21/06/2010 15:03 | Updated 22 May 2015

Charlotte Garside is two years old but weighs just 7lb 8oz - the size of a newborn baby. At 58cm tall, she's smaller than many of her toys and wears newborn dresses.

She will never grow taller than 2ft, due to a rare type of primordial dwarfism that has delayed her growth and development.

When she was born she weighed 1lb 1oz and her parents had to dress her in clothes made for dolls.

Charlotte's mum Emma Newman, from Withernsea, near Hull, says: "We've had so many tests and so many results, but so far all we know is that she has some type of primordial dwarfism – the Charlotte kind.

"We have spent a long time trying to find out what makes her different and what we can to do help her.

"But all we know is that Charlotte really is one of a kind. She's been through a lot in such a short life.

"So many tests and hospital visits, but she takes it all in her stride. There are no definites so we don't know how long Charlotte will be with us. We hope for as long as anyone else but we just don't know.

"We're just enjoying family life. She might be small but anyone who has ever met her will tell you that she has a big personality. Since the day she was born, she has brought something very special into all of our lives."

Extraordinary People: the Tiniest Girl in the World, 9pm, tonight, Five.There were no signs of Charlotte's condition until she was born in August 2007.

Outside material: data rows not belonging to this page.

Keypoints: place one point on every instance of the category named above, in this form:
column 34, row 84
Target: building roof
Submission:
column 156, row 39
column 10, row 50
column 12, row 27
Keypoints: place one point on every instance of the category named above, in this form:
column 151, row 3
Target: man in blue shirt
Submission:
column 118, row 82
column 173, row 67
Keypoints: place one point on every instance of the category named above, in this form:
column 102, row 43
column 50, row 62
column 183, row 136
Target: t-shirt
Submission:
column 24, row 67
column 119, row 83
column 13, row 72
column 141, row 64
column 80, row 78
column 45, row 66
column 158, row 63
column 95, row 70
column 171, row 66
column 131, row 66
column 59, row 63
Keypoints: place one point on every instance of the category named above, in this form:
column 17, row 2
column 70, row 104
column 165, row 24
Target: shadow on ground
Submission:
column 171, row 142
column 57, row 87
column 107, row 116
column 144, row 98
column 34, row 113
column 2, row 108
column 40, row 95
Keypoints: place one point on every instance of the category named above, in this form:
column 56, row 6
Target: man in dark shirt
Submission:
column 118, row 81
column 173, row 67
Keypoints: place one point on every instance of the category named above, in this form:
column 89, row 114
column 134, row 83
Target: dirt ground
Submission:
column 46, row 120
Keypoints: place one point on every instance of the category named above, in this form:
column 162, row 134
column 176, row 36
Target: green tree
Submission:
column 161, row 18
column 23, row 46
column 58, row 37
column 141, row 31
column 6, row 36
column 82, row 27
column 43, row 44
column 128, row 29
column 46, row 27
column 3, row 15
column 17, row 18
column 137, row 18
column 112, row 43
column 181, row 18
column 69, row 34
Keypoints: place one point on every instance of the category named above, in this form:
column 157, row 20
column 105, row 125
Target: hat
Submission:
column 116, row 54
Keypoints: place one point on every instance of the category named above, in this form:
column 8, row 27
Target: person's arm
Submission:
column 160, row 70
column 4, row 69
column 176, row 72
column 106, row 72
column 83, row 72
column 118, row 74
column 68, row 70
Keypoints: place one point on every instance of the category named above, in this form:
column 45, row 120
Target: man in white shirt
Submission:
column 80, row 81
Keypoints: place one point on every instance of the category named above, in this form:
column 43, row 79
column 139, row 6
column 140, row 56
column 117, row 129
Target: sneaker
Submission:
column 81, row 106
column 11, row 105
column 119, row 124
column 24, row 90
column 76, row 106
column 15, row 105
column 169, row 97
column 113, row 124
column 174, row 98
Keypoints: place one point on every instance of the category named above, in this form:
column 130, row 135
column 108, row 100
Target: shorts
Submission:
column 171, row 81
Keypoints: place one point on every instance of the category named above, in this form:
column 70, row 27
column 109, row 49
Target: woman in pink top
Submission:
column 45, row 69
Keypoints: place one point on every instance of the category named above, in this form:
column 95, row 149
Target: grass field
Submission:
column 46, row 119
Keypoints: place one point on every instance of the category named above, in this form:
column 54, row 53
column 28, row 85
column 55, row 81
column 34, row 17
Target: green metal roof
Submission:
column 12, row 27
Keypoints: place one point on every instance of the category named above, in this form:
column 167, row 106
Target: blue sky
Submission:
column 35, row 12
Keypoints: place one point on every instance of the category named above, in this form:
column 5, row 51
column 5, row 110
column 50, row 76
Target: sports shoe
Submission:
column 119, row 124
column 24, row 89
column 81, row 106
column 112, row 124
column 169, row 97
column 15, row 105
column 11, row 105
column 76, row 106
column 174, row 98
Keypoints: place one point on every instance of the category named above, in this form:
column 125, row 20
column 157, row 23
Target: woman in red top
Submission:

Emma, 28, from Withernsea near Hull, already had three daughters Chloe, 13, Sabrina, 10, and Sophie, six and all of them, together with builder dad Scott Garside, 24, were looking forward to the birth.

Emma says she had a big baby bump and all the scans seemed fine. But when she went into labour doctors said she must only be 24 weeks pregnant - although she knew this was not possible.

Emma explained: "The doctors said to be prepared for the fact she was going to be very small. I thought they meant three or four pounds."

After a few days, Charlotte was diagnosed with ­Majewski osteody­splastic primordial dwarfism (MOPD), a genetic condition.

Doctors don't know how long she will survive, but at the moment she is in good health and her mental development is fine. She's almost walking and will soon be talking.

Emma told the program: "She means the world to us and as you can see she is raring to go. She just wants to join in and follow her big sisters everywhere.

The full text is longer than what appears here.